Русские на снегу: судьба человека на фоне исторической метели - [35]

Шрифт
Интервал

Не удовлетворившись достигнутым, на следующий день к нам заглянули «гости» — те же Павел и Григорий, но уже в сопровождении деда Якова — исправлять историческую справедливость. Примерно так Гитлер вел себя лет через двадцать в Европе. Правда, дед заявил, что он берет только то, что ему принадлежит. Ведь при разделе имущества мой отец Пантелей остался жить с дедом Захаром и получил от него наследство. Судя по наслаждению, с которым параллельная семья Пановых грабила наш сиротский дом, наступление этого часа давно ожидалось с вожделением, много раз обсуждалось и проигрывалось в лицах длинными зимними вечерами. Результаты повторного грабежа таковы: бочка для воды емкостью на сорок ведер, старый плуг и две бороны, наша единственная арба, ящик от крестьянской брички, барки и дышла, старый чугунный котел ведер на десять, в котором варили на степи борщ для большой ватаги в период уборки урожая, старые хомуты, различный сельхозинструмент, в частности вилы, грабли и лопаты, ключи разводные для закручивания гаек. Не забыли вывезти даже 250 штук кирпичей, времен деда Захара, сложенные возле нашего погреба, и щетки для побелки стен.
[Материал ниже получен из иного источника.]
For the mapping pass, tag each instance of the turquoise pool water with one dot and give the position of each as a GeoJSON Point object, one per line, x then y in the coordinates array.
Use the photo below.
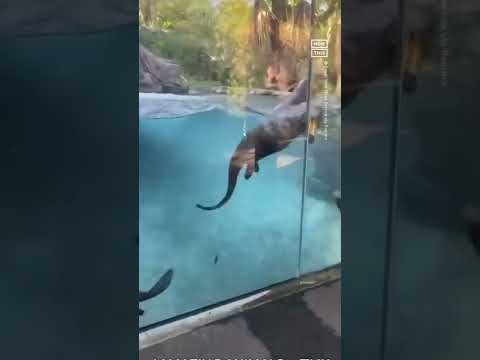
{"type": "Point", "coordinates": [250, 243]}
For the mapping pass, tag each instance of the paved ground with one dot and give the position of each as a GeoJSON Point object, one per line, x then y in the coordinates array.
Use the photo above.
{"type": "Point", "coordinates": [304, 325]}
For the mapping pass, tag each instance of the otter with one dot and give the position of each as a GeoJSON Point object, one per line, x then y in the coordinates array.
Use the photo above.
{"type": "Point", "coordinates": [159, 287]}
{"type": "Point", "coordinates": [287, 122]}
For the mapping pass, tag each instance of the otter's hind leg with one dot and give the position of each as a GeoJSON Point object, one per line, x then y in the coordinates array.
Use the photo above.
{"type": "Point", "coordinates": [250, 170]}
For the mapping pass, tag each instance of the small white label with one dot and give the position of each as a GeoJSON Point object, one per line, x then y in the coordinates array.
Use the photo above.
{"type": "Point", "coordinates": [319, 48]}
{"type": "Point", "coordinates": [319, 53]}
{"type": "Point", "coordinates": [319, 44]}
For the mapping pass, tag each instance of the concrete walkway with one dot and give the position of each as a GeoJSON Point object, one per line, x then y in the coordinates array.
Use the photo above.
{"type": "Point", "coordinates": [302, 326]}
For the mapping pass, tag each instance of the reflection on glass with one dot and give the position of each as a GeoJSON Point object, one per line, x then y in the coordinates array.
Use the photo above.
{"type": "Point", "coordinates": [223, 118]}
{"type": "Point", "coordinates": [321, 225]}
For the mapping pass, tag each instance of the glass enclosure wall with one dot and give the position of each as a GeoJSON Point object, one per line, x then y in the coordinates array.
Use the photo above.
{"type": "Point", "coordinates": [321, 222]}
{"type": "Point", "coordinates": [223, 94]}
{"type": "Point", "coordinates": [434, 265]}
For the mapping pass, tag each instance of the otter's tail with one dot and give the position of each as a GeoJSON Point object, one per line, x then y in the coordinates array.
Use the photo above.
{"type": "Point", "coordinates": [159, 287]}
{"type": "Point", "coordinates": [233, 172]}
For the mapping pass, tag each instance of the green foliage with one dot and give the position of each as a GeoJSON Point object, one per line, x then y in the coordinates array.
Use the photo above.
{"type": "Point", "coordinates": [211, 43]}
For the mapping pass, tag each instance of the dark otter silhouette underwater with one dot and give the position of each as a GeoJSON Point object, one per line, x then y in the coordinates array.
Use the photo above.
{"type": "Point", "coordinates": [287, 122]}
{"type": "Point", "coordinates": [378, 51]}
{"type": "Point", "coordinates": [159, 287]}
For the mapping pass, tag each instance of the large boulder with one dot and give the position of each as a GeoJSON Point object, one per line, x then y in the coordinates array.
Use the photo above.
{"type": "Point", "coordinates": [158, 75]}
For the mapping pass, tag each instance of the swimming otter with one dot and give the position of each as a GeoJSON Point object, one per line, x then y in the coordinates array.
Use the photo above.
{"type": "Point", "coordinates": [288, 121]}
{"type": "Point", "coordinates": [159, 287]}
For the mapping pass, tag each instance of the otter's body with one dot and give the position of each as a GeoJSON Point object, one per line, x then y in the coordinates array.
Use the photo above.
{"type": "Point", "coordinates": [286, 123]}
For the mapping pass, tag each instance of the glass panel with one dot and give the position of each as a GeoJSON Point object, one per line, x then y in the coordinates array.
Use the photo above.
{"type": "Point", "coordinates": [321, 225]}
{"type": "Point", "coordinates": [433, 287]}
{"type": "Point", "coordinates": [230, 62]}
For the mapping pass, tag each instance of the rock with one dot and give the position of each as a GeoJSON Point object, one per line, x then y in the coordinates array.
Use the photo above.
{"type": "Point", "coordinates": [158, 75]}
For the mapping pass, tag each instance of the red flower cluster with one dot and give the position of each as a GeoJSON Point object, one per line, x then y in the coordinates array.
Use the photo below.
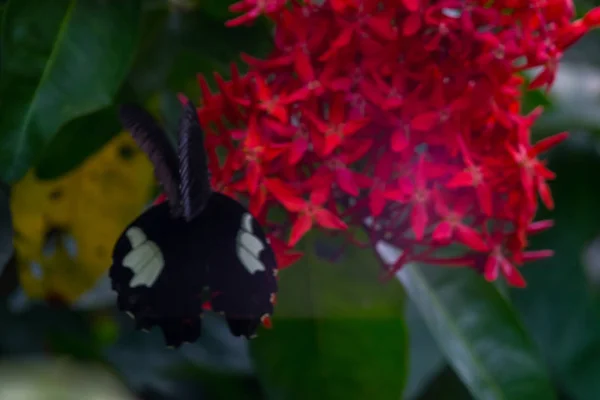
{"type": "Point", "coordinates": [400, 116]}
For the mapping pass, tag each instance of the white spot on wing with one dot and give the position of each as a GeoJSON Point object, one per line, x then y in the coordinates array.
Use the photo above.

В общем-то, после этого погрома наша семья, кажется, достигла издавна желанной свободы: наш двор и дом были пусты и свободны от всякого имущества, отягощающего личность. Но, как известно, личность нужно еще и кормить. И потому наша мать, поплакав, осмелилась напомнить деду, что он оставляет малолетних детей без всяких средств к существованию. Тот ответил, что пусть наживут сами, тогда и будут иметь. Словом, без этого имущества мы оказались у деда практически в рабстве. Последовавшие за грабежом несколько дней дед аккуратно приходил к нам каждое утро и целыми часами лазил по чердаку и сараям — что-то искал, осматривая и обстукивая. Может быть, ему казалось, что забыл что-нибудь? Словом, нам оставалось жить из чьей-то милости.

И так совпало, что вскоре вся страна зажила из милости ее правителей. Из милости получали мизерную зарплату за тяжкий труд, которой всегда могли лишить. Из милости покупали хлеб в магазине, которого могло не оказаться, если хозяин разгневается, и люди миллионами умирали с голода. Из милости из людей делали героев, чтобы сразу же превратить их в преступников. И это продолжалось целые десятилетия — ощущение жизни из милости, психологическое состояние без вины виноватого, инстинкт безропотного подчинения, глубоко въелись в душу и плоть народа. Для этого была прекрасная почва, подготовленная столетиями самодержавия, но деспотизм невиданно расцвел, когда людей лишили всякой собственности, как оказалось, дающей свободу.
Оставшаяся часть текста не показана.